J’ai publié pas mal de billets sérieux, voire plombants ces derniers temps, alors je me suis dit qu’un post plus léger s’imposait.

Aujourd’hui je vous propose donc de découvrir ce que j’aime et ce que je n’aime pas, sur un mode superficiel. Je n’ai mis dans ces lignes que des choses quotidiennes, des futilités, des trucs absolument essentiels pour le coup !

Au rayon de ce que j’aime il y a le goût du citron, recevoir des cartes postales, le tennis, Paris, les cocktails au champagne, ma voiture, l’hiver et la mode qui va avec, les chats, Strasbourg désertée en été, regarder le foot à la télé, les pâtisseries orientales, les jardins botaniques, les salomés, les pique-nique, le décollage en avion, visiter les villes, le chocolat, les films de Claude Chabrol, les expos photo et l’art contemporain, les ascenseurs vitrés, me mesurer à une adversaire sur un court de tennis, les cactus, partager un dessert, le vernis à ongles (mais pas rouge), Jean-Paul Gaultier, la pluie, faire livrer des fleurs, les foulards, les librairies indépendantes, les magnolias en fleur, les moulins à café anciens, les bracelets, les escaliers en colimaçon, le thé, les sucettes.

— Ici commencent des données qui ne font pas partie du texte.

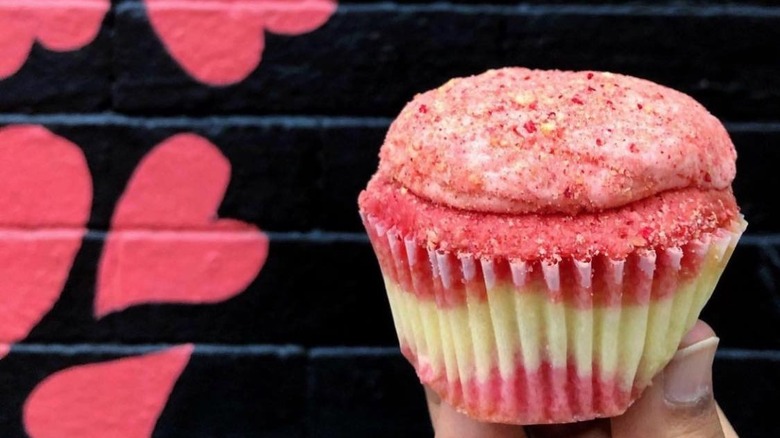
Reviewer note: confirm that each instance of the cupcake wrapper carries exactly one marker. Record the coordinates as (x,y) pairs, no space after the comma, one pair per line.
(534,342)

Et dans la catégorie des choses que je n’aime pas il y a le chou-fleur, le vélo, les chiens, la sensation du coton sur les dents, passer l’aspirateur, les chaussures à bout carré ou pointu, la couleur rouge, les desserts au café et à la pistache, les sacs à main rigides, rester à la campagne plus de 2 jours, Nouvel An, les araignées, le camping, la chaleur au-delà de 25°, les rues bondées, les préservatifs qui glissent, les passages imprévus chez le garagiste, prendre du poids, le gloss, avoir les mains collantes ou grasses, les supermarchés, les appartements neufs, Noël, ranger, les carnets sans ligne, le paiement sans contact, le Nutella.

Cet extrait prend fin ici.